De Afdeling is van oordeel dat [appellant] bij het door hem gewenste ontslag van de leden van de ombudscommissie geen persoonlijk belang heeft dat voldoende is te onderscheiden van de belangen van anderen en daardoor rechtstreeks zou worden geraakt. De enkele omstandigheid dat [appellant] eerder een procedure bij de ombudscommissie heeft doorlopen, is daartoe onvoldoende. De rechtbank heeft dan ook terecht overwogen dat [appellant] in dit verband geen belanghebbende is in de zin van artikel 1:2, eerste lid, van de Awb. Derhalve is het door hem ingediende verzoek in zoverre geen aanvraag in de zin van artikel 1:3, derde lid, van die wet. De rechtbank heeft daarom evenzeer terecht overwogen dat het verzoek van [appellant] in zoverre niet is gericht op het verkrijgen van een besluit in de zin van artikel 1:3, eerste lid, van de Awb. Gelet op artikel 8:1 van de Awb kon derhalve ook in zoverre geen beroep worden ingesteld.

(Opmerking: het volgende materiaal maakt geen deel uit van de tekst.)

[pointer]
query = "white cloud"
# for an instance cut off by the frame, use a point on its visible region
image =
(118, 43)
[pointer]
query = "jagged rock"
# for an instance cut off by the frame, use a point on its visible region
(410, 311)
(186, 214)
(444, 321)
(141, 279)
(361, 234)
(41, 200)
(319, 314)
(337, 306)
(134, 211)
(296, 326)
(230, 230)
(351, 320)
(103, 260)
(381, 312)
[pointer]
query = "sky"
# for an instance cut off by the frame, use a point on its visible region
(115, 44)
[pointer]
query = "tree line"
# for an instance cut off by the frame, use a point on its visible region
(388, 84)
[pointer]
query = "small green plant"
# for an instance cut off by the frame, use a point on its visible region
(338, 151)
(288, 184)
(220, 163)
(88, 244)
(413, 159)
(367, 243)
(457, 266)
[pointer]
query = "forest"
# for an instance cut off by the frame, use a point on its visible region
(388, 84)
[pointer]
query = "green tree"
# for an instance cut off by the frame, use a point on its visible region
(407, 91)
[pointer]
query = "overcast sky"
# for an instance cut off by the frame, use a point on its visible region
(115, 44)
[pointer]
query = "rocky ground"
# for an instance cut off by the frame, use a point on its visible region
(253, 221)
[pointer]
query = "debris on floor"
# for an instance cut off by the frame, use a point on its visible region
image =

3.3. Nu [appellant] geen beroep bij de rechtbank kon instellen, kon hij derhalve evenmin een beroep doen op de in afdeling 4.1.3 van de Awb neergelegde dwangsomregeling. De rechtbank had zich evenwel onbevoegd moeten verklaren om kennis te nemen van het beroep in plaats van het beroep niet-ontvankelijk te verklaren. Gelet hierop is het hoger beroep gegrond. Hetgeen [appellant] overigens heeft aangevoerd, behoeft geen bespreking. De aangevallen uitspraak dient te worden vernietigd. Doende hetgeen de rechtbank zou behoren te doen, zal de Afdeling de rechtbank alsnog onbevoegd verklaren om kennis te nemen van het door [appellant] ingestelde beroep.

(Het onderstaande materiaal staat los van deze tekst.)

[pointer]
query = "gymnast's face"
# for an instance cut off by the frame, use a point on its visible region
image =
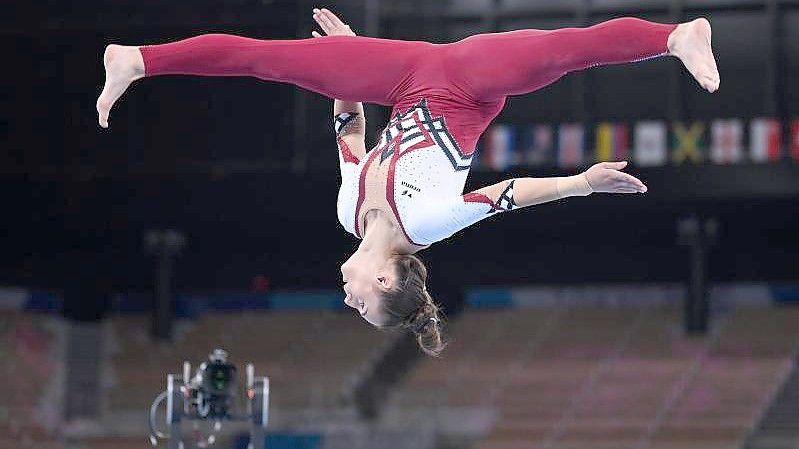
(364, 284)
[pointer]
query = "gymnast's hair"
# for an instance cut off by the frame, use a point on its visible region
(409, 306)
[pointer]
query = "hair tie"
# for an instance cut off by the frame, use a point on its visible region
(424, 324)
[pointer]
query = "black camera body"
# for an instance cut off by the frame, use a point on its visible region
(211, 391)
(210, 397)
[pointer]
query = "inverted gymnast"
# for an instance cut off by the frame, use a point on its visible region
(407, 192)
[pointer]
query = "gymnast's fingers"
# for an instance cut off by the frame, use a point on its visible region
(318, 17)
(332, 17)
(614, 165)
(325, 22)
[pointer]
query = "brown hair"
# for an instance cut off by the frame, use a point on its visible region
(409, 306)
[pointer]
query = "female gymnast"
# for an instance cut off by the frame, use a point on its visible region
(407, 192)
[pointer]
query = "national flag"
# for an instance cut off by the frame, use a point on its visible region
(612, 142)
(795, 139)
(726, 144)
(539, 145)
(688, 142)
(499, 147)
(650, 143)
(765, 139)
(571, 145)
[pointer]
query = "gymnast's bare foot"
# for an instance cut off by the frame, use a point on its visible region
(690, 42)
(123, 65)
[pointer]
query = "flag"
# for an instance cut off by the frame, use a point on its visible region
(650, 143)
(688, 142)
(499, 147)
(795, 139)
(539, 145)
(570, 145)
(765, 139)
(612, 142)
(726, 141)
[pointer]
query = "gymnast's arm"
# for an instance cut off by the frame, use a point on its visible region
(605, 177)
(348, 117)
(441, 219)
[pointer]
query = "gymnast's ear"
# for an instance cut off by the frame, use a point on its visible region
(384, 280)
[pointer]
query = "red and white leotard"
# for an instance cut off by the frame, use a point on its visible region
(444, 96)
(426, 175)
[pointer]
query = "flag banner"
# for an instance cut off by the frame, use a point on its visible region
(571, 145)
(539, 145)
(499, 147)
(765, 139)
(612, 142)
(726, 141)
(688, 143)
(651, 147)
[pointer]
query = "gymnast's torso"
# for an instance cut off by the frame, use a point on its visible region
(415, 174)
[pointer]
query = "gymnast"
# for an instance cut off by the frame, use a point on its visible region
(406, 193)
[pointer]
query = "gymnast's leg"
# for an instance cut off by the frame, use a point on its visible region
(526, 60)
(344, 67)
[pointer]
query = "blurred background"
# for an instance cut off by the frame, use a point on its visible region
(205, 217)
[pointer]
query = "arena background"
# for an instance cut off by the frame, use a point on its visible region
(663, 320)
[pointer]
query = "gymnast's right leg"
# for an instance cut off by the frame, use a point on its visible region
(344, 67)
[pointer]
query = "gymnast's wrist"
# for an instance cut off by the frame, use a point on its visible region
(576, 185)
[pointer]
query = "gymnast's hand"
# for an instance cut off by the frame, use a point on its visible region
(330, 23)
(606, 177)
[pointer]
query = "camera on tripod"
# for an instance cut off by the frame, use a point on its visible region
(210, 397)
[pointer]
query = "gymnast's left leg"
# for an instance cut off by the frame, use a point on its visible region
(495, 65)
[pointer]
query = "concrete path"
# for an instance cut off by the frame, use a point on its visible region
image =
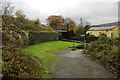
(74, 65)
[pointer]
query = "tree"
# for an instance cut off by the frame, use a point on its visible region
(57, 22)
(7, 8)
(7, 12)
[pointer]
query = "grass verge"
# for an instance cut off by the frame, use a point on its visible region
(43, 50)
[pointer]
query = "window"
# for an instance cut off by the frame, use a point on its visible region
(99, 33)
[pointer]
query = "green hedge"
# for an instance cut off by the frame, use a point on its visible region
(35, 38)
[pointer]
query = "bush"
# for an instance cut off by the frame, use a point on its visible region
(105, 51)
(16, 64)
(42, 37)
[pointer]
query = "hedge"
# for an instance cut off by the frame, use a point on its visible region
(35, 38)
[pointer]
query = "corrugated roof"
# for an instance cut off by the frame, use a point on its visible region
(101, 28)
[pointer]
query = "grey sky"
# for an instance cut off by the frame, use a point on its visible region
(94, 11)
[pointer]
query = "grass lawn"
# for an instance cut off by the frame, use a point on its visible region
(42, 50)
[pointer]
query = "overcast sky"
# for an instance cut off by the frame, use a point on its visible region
(94, 11)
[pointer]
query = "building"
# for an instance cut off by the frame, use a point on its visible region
(110, 31)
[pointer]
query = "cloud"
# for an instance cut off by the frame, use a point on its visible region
(95, 11)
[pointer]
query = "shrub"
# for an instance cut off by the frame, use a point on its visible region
(105, 51)
(42, 37)
(16, 64)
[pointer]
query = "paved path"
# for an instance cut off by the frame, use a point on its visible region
(74, 65)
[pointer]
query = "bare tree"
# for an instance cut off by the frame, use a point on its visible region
(7, 8)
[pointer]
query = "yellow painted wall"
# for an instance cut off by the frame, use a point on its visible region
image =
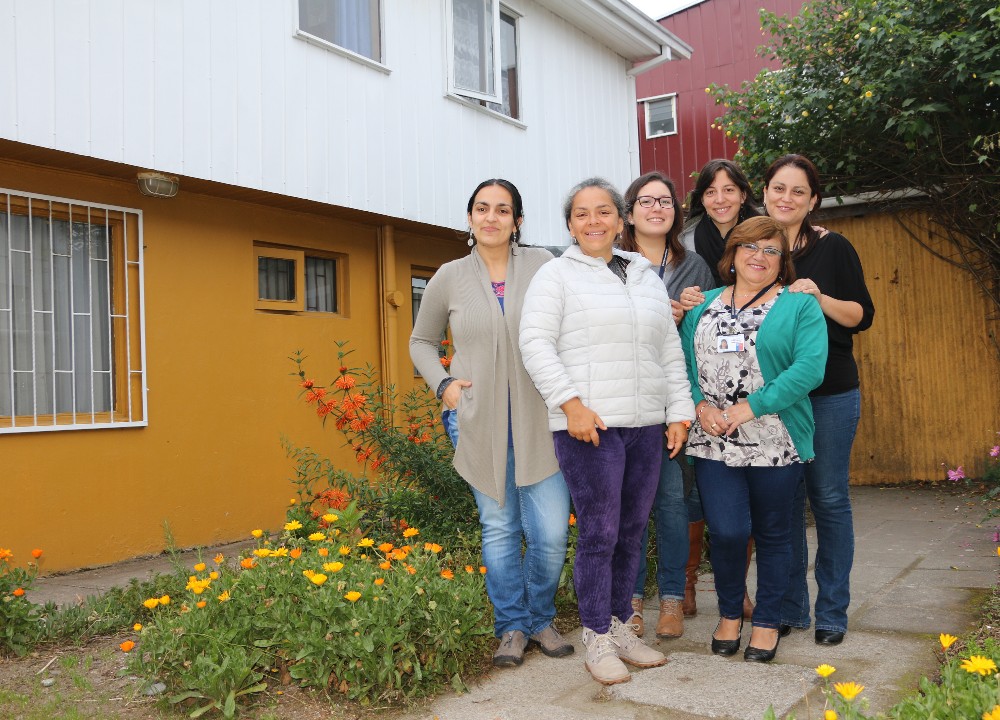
(210, 462)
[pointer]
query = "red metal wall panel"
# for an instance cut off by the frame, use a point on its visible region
(725, 35)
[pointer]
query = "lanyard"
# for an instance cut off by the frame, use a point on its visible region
(734, 313)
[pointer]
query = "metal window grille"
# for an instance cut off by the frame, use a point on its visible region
(71, 328)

4. Voor een proceskostenveroordeling bestaat geen aanleiding.
Beslissing
De Afdeling bestuursrechtspraak van de Raad van State:
I. verklaart het hoger beroep gegrond;
II. vernietigt de uitspraak van de rechtbank Limburg van 9 april 2014 in zaak nr. 13/3196;
III. verklaart de rechtbank onbevoegd om van het bij haar ingestelde beroep kennis te nemen;
IV. verstaat dat de griffier van de Raad van State aan [appellant] het door hem betaalde griffierecht ten bedrage van € 246,00 (zegge: tweehonderdzesenveertig euro)

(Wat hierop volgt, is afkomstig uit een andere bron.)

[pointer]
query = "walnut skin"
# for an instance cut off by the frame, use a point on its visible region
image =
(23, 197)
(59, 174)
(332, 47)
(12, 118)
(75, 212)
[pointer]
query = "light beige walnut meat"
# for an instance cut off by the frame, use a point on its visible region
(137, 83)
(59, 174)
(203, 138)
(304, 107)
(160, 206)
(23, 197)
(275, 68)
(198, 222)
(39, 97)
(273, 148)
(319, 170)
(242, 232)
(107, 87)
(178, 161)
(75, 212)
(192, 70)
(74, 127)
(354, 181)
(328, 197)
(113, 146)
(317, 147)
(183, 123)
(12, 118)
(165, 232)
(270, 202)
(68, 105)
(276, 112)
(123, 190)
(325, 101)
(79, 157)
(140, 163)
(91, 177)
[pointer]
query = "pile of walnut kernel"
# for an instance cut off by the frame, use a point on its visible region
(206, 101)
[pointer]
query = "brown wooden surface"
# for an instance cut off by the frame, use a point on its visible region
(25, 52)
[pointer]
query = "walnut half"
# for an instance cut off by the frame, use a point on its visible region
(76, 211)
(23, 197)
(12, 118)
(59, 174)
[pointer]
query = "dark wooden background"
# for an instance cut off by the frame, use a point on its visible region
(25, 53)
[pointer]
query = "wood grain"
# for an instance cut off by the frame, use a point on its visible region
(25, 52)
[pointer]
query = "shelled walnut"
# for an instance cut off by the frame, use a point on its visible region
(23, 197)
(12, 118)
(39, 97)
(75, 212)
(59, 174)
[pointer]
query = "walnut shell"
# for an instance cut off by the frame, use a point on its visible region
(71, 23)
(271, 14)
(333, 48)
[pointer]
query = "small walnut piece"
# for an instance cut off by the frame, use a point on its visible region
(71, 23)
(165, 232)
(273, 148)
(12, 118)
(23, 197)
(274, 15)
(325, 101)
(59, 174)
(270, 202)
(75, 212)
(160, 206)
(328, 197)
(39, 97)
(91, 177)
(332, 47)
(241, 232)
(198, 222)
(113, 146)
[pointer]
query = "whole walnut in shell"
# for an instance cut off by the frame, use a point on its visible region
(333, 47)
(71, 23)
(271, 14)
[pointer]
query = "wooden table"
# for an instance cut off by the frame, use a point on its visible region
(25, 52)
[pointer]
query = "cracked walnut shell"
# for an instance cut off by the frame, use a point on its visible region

voor de behandeling van het hoger beroep terugbetaalt.
Aldus vastgesteld door mr. H.G. Lubberdink, voorzitter, en mr. E. Steendijk en mr. J.W. van de Gronden, leden, in tegenwoordigheid van mr. I.S. Vreken-Westra, griffier.
w.g. Lubberdink w.g. Vreken-Westra
voorzitter griffier
Uitgesproken in het openbaar op 19 november 2014
434-741.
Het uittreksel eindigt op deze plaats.